Worse than the hollow towel rack were the loose plates just below the crux. These plates form the obvious footholds as you start the crux moves, but when I touched one and it moved, I had a terrible vision of the plate-- which was about the size of a half-sheet pan-- hurtling down towards Gail, who was helplessly tethered to the tree. I stepped down and marked this plate with a chalked "X," then went back up to the crux to discover that the next plate over was also loose. But I was committed at this point and didn't try to go back to mark the second loose plate.

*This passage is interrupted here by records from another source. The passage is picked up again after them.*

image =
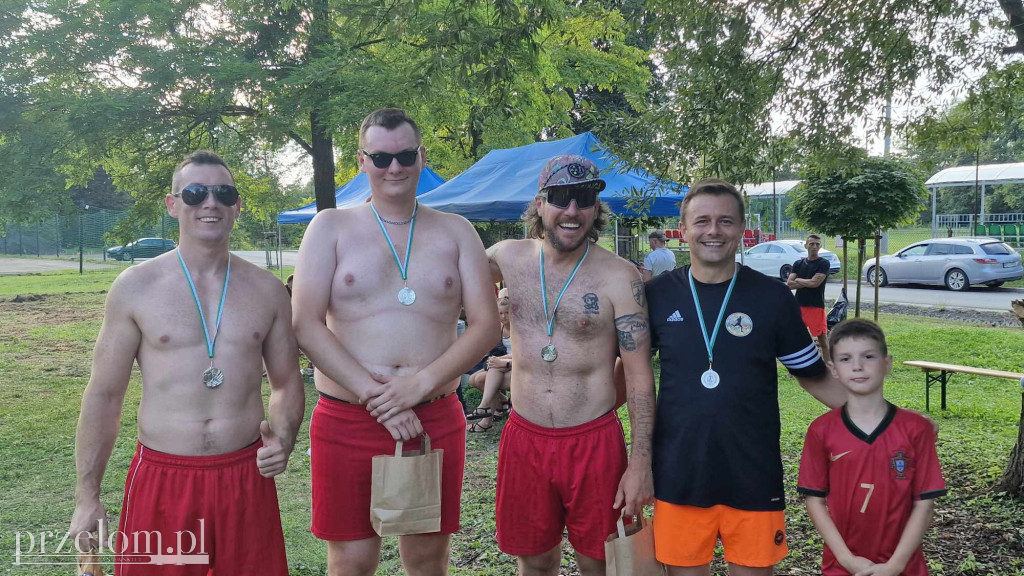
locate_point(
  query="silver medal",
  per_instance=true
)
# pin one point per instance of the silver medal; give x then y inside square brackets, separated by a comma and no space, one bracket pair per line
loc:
[710,378]
[213,377]
[407,296]
[549,353]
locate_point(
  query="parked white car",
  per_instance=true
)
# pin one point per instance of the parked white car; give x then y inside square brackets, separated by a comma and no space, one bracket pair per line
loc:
[953,262]
[775,258]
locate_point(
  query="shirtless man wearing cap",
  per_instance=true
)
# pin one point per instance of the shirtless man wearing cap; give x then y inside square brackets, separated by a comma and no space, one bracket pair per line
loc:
[378,291]
[201,324]
[574,307]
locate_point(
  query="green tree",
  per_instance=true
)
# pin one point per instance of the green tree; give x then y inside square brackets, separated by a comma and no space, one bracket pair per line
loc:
[867,195]
[140,83]
[737,75]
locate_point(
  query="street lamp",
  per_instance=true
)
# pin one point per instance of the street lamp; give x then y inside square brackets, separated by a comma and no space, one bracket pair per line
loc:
[85,208]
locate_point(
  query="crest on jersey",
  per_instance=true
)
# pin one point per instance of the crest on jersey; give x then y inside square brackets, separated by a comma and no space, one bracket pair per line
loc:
[738,324]
[899,464]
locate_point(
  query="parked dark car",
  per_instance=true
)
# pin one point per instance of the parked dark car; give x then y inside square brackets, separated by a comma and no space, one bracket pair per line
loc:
[141,248]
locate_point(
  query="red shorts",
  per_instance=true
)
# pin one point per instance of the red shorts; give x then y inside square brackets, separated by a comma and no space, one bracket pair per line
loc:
[343,440]
[814,319]
[554,478]
[221,500]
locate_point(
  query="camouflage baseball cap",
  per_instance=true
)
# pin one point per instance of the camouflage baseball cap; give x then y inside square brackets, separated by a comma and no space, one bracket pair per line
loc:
[570,169]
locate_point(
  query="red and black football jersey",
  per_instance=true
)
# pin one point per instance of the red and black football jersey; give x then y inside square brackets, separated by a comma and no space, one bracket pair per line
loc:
[870,481]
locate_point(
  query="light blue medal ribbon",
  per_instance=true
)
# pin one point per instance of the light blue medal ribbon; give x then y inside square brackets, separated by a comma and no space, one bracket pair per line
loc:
[212,377]
[710,377]
[407,296]
[550,353]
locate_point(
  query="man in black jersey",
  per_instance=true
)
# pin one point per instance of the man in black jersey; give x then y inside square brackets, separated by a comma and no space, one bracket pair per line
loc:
[720,328]
[808,279]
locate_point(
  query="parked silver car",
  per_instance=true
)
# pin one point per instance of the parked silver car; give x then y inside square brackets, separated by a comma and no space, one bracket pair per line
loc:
[775,258]
[953,262]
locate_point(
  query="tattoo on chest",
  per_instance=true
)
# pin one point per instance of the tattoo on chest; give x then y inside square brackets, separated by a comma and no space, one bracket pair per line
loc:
[638,293]
[632,330]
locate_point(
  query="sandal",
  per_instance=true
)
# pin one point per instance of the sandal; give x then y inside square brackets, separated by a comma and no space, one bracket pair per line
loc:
[480,413]
[475,427]
[504,410]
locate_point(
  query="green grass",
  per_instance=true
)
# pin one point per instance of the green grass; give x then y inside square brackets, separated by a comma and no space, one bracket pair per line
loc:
[45,355]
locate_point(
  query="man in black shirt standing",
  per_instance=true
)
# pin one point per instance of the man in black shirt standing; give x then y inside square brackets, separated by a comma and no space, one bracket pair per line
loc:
[720,329]
[808,278]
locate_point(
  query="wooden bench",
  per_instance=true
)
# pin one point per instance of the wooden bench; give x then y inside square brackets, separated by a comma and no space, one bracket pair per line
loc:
[945,371]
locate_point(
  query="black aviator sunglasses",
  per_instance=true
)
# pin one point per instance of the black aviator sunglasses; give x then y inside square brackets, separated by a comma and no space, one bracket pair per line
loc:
[194,195]
[561,196]
[383,159]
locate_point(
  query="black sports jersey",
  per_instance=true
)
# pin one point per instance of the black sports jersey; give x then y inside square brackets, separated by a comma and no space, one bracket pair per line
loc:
[814,297]
[721,446]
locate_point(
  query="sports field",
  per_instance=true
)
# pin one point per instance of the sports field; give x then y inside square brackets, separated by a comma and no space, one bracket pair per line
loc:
[48,324]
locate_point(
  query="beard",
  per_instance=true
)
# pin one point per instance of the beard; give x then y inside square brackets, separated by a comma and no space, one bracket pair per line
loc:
[551,233]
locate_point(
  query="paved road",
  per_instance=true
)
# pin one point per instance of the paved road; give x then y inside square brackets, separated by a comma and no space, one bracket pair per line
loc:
[980,298]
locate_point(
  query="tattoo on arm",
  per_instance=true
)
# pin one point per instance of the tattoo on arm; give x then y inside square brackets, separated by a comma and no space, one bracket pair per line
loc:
[638,292]
[632,329]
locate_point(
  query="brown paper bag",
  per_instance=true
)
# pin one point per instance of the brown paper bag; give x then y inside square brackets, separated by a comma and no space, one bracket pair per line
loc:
[406,492]
[630,551]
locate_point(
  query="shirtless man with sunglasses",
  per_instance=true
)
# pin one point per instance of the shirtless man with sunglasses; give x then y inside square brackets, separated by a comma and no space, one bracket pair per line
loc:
[576,306]
[201,324]
[378,291]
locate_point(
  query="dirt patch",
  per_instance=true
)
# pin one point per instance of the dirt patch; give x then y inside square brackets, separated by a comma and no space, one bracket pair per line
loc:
[29,298]
[969,316]
[37,310]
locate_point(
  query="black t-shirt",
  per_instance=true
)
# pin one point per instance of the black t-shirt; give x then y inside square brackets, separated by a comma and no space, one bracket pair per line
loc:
[721,446]
[806,270]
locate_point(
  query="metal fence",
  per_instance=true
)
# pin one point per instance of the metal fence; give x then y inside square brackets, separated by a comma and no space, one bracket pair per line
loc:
[87,231]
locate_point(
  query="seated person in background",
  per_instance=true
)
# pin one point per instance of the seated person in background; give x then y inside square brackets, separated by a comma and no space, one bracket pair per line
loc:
[495,377]
[869,474]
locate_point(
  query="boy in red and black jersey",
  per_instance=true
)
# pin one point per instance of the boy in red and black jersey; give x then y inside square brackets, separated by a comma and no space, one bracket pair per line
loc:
[869,472]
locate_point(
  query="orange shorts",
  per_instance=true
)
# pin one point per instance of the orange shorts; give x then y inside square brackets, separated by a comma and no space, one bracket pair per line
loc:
[686,535]
[814,319]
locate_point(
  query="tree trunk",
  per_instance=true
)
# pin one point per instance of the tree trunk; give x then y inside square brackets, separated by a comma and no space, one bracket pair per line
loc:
[1013,480]
[860,265]
[323,146]
[878,240]
[846,264]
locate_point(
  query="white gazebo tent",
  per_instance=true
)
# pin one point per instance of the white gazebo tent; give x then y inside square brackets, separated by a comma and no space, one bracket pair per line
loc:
[983,175]
[776,189]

After all that, the crux was actually really fun. At the roof, if you move left there is an old pin to clip and a perfect placement to back it up right next to it. Good juggy moves take you right and up through the overhang, with another great horizontal for pro about halfway though. The crux was nothing but good times and probably a bit soft for 5.8.
But just when I was starting to enjoy the pitch it went sour on me again. The last bits up to the GT Ledge are heavily overgrown. You fight to the belay tree through a jungle.
All in all I think pitch two of Raunchy isn't worth doing. The crux is nice, and might offset the weeds and the runouts, but for me the crappy rock just below the crux seals it. I don't have any intention of maneuvering through there again, and I don't think you should either.